Task-Agnostic Learning to Accomplish New Tasks
Xianqi Zhang, Xingtao Wang, Xu Liu, Wenrui Wang, Xiaopeng Fan, Debin Zhao
TL;DR
The paper tackles the challenge of generalizing to novel task compositions in robotics by separating task knowledge from task-specific optimization. It introduces Task-Agnostic Learning (TAL), a four-stage framework that (1) builds a knowledge graph through task-agnostic exploration, (2) learns task-agnostic action features with an Action Feature Extractor, (3) generates candidate action sets via a Candidate Action Generator, and (4) plans actions using an Action Proposal Network. The approach achieves substantial improvements over offline RL and imitation-learning baselines in a virtual indoor scene, with TAL reaching an average success rate of 45.78% on Dataset-I and 29.96% on Dataset-II, outperforming competitors by significant margins.

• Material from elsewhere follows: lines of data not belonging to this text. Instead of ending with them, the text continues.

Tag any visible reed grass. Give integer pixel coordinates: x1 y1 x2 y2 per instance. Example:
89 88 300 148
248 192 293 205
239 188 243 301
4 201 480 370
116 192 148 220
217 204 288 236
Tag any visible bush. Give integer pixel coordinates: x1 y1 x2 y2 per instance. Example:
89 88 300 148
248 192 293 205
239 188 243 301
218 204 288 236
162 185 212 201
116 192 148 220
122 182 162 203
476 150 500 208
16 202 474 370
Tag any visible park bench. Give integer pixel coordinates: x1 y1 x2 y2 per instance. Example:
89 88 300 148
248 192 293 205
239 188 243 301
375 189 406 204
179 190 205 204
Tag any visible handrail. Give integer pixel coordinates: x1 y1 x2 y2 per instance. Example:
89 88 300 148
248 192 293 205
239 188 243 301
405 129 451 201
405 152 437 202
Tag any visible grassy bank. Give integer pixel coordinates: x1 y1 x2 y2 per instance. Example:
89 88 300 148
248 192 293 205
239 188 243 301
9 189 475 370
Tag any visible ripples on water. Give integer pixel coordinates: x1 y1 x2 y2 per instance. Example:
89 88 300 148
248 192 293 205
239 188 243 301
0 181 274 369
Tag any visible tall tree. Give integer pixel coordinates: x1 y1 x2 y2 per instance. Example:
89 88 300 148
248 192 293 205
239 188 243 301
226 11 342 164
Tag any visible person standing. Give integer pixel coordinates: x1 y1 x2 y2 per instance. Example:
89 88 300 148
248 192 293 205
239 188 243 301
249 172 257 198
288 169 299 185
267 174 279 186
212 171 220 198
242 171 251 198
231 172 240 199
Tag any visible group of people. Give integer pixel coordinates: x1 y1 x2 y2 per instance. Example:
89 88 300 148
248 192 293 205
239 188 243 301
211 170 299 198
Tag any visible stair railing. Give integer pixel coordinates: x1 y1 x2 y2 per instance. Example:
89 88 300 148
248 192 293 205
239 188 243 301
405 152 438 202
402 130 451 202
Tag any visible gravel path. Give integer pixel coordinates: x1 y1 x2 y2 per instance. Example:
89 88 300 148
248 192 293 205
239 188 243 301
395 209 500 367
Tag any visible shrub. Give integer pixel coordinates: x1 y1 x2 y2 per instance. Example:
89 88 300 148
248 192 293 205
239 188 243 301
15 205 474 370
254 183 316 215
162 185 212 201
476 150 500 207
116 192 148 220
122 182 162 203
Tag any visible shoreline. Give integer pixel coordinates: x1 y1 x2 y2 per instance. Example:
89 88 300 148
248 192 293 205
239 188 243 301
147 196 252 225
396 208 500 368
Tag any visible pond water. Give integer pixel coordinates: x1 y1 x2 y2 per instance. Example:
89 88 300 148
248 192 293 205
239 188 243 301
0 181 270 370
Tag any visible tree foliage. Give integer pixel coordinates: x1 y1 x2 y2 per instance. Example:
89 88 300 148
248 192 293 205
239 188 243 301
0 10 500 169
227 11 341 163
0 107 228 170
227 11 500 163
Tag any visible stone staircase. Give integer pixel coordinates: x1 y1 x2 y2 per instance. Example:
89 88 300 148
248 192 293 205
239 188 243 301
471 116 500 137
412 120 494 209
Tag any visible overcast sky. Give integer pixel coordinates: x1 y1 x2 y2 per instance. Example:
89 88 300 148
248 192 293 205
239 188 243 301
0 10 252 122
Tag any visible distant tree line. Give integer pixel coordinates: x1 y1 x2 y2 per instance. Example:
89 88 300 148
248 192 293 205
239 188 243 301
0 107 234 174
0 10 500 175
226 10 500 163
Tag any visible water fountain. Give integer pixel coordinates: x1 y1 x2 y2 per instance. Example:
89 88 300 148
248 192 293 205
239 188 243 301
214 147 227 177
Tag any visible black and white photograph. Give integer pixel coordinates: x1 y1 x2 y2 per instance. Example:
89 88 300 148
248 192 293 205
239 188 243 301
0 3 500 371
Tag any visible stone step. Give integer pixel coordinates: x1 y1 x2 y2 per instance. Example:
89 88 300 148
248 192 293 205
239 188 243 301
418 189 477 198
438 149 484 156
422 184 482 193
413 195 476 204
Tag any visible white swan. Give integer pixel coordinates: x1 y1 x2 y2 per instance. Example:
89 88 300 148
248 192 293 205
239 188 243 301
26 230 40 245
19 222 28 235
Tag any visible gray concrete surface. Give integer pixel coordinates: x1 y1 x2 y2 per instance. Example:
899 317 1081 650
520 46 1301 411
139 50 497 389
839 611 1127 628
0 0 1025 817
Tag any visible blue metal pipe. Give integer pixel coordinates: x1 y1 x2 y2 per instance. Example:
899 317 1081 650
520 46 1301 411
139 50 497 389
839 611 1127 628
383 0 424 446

These results suggest that learning fragmented, task-agnostic knowledge and composing it at planning time can enable robust generalization to unseen task configurations in robotic manipulation, potentially reducing the need for task-specific rewards or expert demonstrations.
Abstract
Reinforcement Learning (RL) and Imitation Learning (IL) have made great progress in robotic decision-making in recent years. However, these methods show obvious deterioration for new tasks that need to be completed through new combinations of actions. RL methods suffer from reward functions and distribution shifts, while IL methods are limited by expert demonstrations which do not cover new tasks. In contrast, humans can easily complete these tasks with the fragmented knowledge learned from task-agnostic experience. Inspired by this observation, this paper proposes a task-agnostic learning method (TAL for short) that can learn fragmented knowledge only from task-agnostic data to accomplish new tasks. TAL consists of four stages. First, the task-agnostic exploration is performed to collect data from interactions with the environment. The collected data is organized via a knowledge graph. Second, an action feature extractor is proposed and trained using the collected knowledge graph data for task-agnostic fragmented knowledge learning. Third, a candidate action generator is designed, which applies the action feature extractor on a new task to generate multiple candidate action sets. Finally, an action proposal network is designed to produce the probabilities for actions in a new task according to the environmental information. The probabilities are then used to generate order information for selecting actions to be executed from multiple candidate action sets to form the plan. Experiments on a virtual indoor scene show that the proposed method outperforms the state-of-the-art offline RL methods and IL methods by more than 20%.